Structuring and Organizing Time
Of course, just because you’ve chosen a new hobby does not mean your schedule will get any less brutal. It may be more challenging now that you have another activity you need to fit into your day or week. But look at it as an opportunity to learn and grow. You will need to learn how to manage your time and structure your priorities. It will also allow you a healthy space where you can choose to work on yourself over other responsibilities. “Self Love” is often very low on most people’s priority lists. But conscious effort to reserve part of the day for yourself is a very healthy habit that you can cultivate with your hobby.
Focus on Relaxing, not Competing
Finally, the most important tip with purposeful hobbies is to remember the purpose behind them. For example, you may choose to show up at your local karting track every weekend. The notion of speed and skill may prove very cathartic for you. Since there may be other people on the track with you, it is a great opportunity for some healthy competition. But for the most part, the competitiveness needs to be limited to the point beyond which it starts getting unhealthy.

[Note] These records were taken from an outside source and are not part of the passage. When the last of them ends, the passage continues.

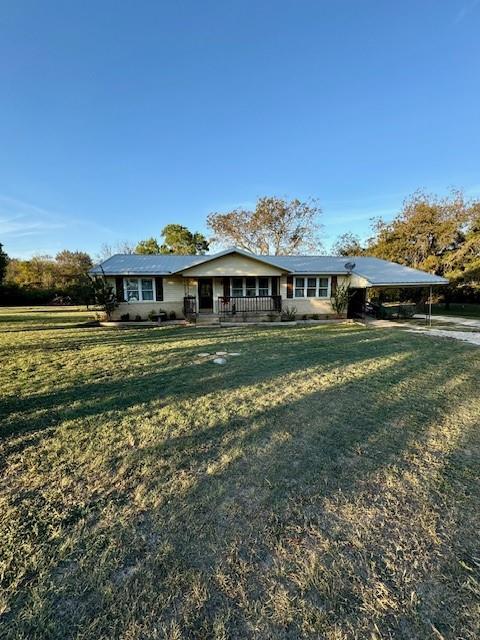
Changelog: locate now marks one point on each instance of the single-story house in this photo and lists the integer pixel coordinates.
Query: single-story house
(238, 283)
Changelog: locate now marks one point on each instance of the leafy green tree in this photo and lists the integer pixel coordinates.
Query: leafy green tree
(276, 226)
(438, 235)
(426, 234)
(72, 267)
(148, 247)
(178, 239)
(3, 263)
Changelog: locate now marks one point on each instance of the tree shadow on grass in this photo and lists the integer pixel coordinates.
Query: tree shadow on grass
(162, 382)
(261, 483)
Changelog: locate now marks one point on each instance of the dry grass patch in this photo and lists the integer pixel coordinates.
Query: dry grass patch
(323, 485)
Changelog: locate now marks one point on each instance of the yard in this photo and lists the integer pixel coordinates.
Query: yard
(322, 484)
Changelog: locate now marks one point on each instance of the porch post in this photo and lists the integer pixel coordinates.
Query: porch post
(430, 308)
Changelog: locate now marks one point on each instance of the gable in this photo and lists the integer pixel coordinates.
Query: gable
(233, 264)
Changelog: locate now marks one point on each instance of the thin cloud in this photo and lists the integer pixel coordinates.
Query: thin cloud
(20, 219)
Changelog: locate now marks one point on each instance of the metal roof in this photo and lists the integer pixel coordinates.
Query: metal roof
(156, 265)
(377, 272)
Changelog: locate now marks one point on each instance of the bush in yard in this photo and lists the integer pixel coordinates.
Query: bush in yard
(289, 314)
(340, 298)
(104, 295)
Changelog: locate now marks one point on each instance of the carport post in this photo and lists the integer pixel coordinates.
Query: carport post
(430, 308)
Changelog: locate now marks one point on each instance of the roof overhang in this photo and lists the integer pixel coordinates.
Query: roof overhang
(233, 250)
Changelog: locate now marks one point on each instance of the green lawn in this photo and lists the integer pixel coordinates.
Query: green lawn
(323, 484)
(27, 318)
(466, 310)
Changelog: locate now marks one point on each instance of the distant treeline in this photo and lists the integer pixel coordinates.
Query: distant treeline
(45, 280)
(437, 235)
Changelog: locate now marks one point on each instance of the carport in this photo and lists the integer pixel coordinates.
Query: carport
(369, 274)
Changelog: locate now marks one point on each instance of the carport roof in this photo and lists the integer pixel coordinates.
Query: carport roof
(376, 271)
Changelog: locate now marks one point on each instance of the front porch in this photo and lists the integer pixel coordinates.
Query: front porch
(225, 306)
(224, 296)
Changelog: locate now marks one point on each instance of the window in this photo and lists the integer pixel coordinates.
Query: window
(237, 287)
(250, 287)
(311, 287)
(263, 286)
(299, 287)
(147, 289)
(139, 289)
(323, 287)
(131, 290)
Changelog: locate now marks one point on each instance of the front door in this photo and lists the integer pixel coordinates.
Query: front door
(356, 303)
(205, 294)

Unhealthy competition in this sense is when the achievement or productivity that comes from your hobby starts to overshadow the purpose behind you engaging in it. Ultra-competitive hobbies are inadvisable since they add their own component of stress to the mix. This will prove to be counterproductive to the reason you’re doing the hobby: which is to relax and allow yourself some time to reflect.
A Final Word
While hobbies are great and have proven benefits on mental and physical health, they shouldn’t become something to fixate on. Your hobby is not something to become dependent on to manage mental health. They’re only there to allow you the space to do so. And for all intents and purposes, there is no substitute for professional therapy and prescribed medication for serious mental health problems. Don’t make the mistake of replacing mental health therapy with a hobby that is only a mental health exercise.